Rennes recalled him from a loan spell in France’s second tier after impressive performances at Clermont, then watched him grow under coach Habib Beye. His development accelerated last season and again this year, enough for major clubs across Europe to circle.

Rennes resisted. Beye even warned publicly that letting Jacquet go would force the club to “downgrade” their ambitions for the season. They lost that fight. Liverpool’s offer – and their plan for him – proved decisive.

French football expert Julien Laurens is convinced the Premier League champions have landed a future star. He calls Jacquet “the real deal”, comparing his emergence to the early breakthroughs of William Saliba at Saint-Etienne and Wesley Fofana. The caveat is obvious: like those two at the start, Jacquet has yet to play for France’s senior team or in the Champions League or Europa League. The leap is big. Liverpool believe he can make it.

European football analyst Kevin Hatchard strikes a similar note. Jacquet, he points out, has long been seen as a rising star in France, captaining multiple youth age groups and ticking every box of the modern centre-back profile: composed on the ball, wide passing range, athletic, dominant in the air. What he lacks is a long track record at the highest level.

That is the gamble. That is also the opportunity.

Slotting into a heavyweight defensive unit

Liverpool are not buying a project for tomorrow and hiding him in the academy. Jacquet will join the first-team squad immediately as one of the club’s senior centre-backs, lining up alongside Virgil van Dijk, Geovanni Leoni and Joe Gomez.

He arrives with a recent shoulder injury in his past, but the club are satisfied.
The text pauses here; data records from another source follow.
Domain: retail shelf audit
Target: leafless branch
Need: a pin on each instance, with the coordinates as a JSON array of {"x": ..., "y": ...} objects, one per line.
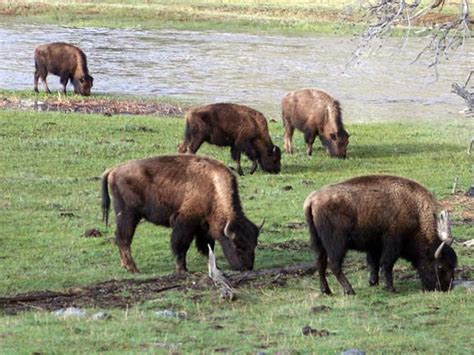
[
  {"x": 463, "y": 92},
  {"x": 385, "y": 15}
]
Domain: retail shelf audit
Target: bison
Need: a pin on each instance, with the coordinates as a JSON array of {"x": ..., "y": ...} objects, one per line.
[
  {"x": 315, "y": 113},
  {"x": 242, "y": 128},
  {"x": 387, "y": 217},
  {"x": 196, "y": 196},
  {"x": 66, "y": 61}
]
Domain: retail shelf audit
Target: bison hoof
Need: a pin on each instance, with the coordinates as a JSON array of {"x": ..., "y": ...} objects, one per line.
[
  {"x": 326, "y": 291},
  {"x": 349, "y": 292},
  {"x": 373, "y": 282},
  {"x": 180, "y": 269},
  {"x": 132, "y": 268}
]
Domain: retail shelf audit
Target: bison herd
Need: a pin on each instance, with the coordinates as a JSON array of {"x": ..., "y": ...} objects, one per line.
[{"x": 387, "y": 217}]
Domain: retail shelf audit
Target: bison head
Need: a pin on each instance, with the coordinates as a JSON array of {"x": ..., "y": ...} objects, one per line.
[
  {"x": 83, "y": 85},
  {"x": 438, "y": 274},
  {"x": 238, "y": 243},
  {"x": 437, "y": 269},
  {"x": 336, "y": 143},
  {"x": 270, "y": 159}
]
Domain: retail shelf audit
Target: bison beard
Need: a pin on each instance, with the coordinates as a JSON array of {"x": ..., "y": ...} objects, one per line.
[
  {"x": 387, "y": 217},
  {"x": 196, "y": 196}
]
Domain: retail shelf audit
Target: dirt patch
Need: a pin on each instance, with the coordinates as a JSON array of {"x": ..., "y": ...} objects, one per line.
[
  {"x": 125, "y": 293},
  {"x": 96, "y": 106}
]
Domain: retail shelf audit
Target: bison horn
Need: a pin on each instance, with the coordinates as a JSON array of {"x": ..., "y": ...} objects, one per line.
[
  {"x": 227, "y": 232},
  {"x": 438, "y": 251},
  {"x": 444, "y": 228}
]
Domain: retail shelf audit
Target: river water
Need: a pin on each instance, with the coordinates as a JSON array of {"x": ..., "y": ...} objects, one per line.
[{"x": 257, "y": 70}]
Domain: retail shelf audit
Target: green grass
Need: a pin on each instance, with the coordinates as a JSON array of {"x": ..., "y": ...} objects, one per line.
[
  {"x": 341, "y": 17},
  {"x": 50, "y": 194}
]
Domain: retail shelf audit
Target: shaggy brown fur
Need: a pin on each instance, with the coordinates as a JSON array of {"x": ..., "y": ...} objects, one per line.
[
  {"x": 195, "y": 196},
  {"x": 66, "y": 61},
  {"x": 242, "y": 128},
  {"x": 387, "y": 217},
  {"x": 315, "y": 113}
]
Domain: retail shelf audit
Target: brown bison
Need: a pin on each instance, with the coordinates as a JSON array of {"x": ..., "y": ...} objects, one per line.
[
  {"x": 196, "y": 196},
  {"x": 66, "y": 61},
  {"x": 242, "y": 128},
  {"x": 315, "y": 113},
  {"x": 387, "y": 217}
]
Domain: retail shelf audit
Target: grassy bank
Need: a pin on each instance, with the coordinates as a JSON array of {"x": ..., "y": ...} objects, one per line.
[
  {"x": 49, "y": 172},
  {"x": 274, "y": 16}
]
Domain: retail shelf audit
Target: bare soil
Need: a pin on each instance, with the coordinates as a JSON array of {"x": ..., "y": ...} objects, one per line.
[
  {"x": 96, "y": 106},
  {"x": 127, "y": 292}
]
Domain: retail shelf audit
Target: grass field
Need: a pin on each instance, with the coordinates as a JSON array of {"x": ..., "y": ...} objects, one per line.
[
  {"x": 49, "y": 176},
  {"x": 341, "y": 17}
]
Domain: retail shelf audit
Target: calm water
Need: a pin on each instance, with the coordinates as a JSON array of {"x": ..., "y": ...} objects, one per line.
[{"x": 257, "y": 70}]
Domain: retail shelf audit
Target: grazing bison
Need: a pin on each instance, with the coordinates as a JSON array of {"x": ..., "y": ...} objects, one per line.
[
  {"x": 387, "y": 217},
  {"x": 195, "y": 196},
  {"x": 66, "y": 61},
  {"x": 242, "y": 128},
  {"x": 315, "y": 113}
]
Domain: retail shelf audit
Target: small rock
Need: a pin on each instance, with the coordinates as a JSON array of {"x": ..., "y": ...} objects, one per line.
[
  {"x": 226, "y": 294},
  {"x": 320, "y": 309},
  {"x": 353, "y": 352},
  {"x": 307, "y": 330},
  {"x": 467, "y": 284},
  {"x": 70, "y": 312},
  {"x": 101, "y": 316},
  {"x": 93, "y": 233},
  {"x": 169, "y": 313}
]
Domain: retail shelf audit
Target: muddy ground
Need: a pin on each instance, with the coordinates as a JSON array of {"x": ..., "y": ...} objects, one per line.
[
  {"x": 97, "y": 106},
  {"x": 127, "y": 292}
]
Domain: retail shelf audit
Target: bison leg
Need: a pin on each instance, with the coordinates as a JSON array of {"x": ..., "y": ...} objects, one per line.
[
  {"x": 181, "y": 239},
  {"x": 45, "y": 82},
  {"x": 252, "y": 155},
  {"x": 289, "y": 130},
  {"x": 202, "y": 240},
  {"x": 309, "y": 137},
  {"x": 336, "y": 268},
  {"x": 126, "y": 225},
  {"x": 322, "y": 263},
  {"x": 373, "y": 262},
  {"x": 387, "y": 261},
  {"x": 63, "y": 81},
  {"x": 236, "y": 154},
  {"x": 36, "y": 81},
  {"x": 321, "y": 257}
]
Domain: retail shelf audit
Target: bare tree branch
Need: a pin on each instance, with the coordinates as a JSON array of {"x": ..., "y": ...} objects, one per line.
[
  {"x": 465, "y": 94},
  {"x": 385, "y": 15}
]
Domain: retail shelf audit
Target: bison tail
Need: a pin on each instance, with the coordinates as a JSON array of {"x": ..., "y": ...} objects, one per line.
[{"x": 105, "y": 198}]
Jacquet has completed his rehabilitation programme and is already back in individual fitness work. Barring setbacks, he is expected to be available for the start of pre-season.

That timing matters. Pre-season at Liverpool is no gentle introduction; it is an immersion course. The defensive line is drilled relentlessly, distances measured, triggers rehearsed. A young defender coming into a unit marshalled by Van Dijk will learn quickly or be exposed just as fast.

Liverpool’s recruitment team, though, have a clear pattern. They identify high-ceiling players early, pay big before the rest of Europe fully commits, and back their environment to turn potential into dominance. With Jacquet, they have gone hard again on upside.

The fee is heavy for someone “who hasn’t really proved much”, as Laurens bluntly puts it. Yet this is the going rate for potential at the very top of the game – especially for a profile clubs find increasingly rare: a 20-year-old centre-back, already a leader in youth international football, comfortable in possession and aggressive without it.

Liverpool believe that combination is worth the risk. The question now is how quickly Jeremy Jacquet can turn that belief into authority on the Premier League stage.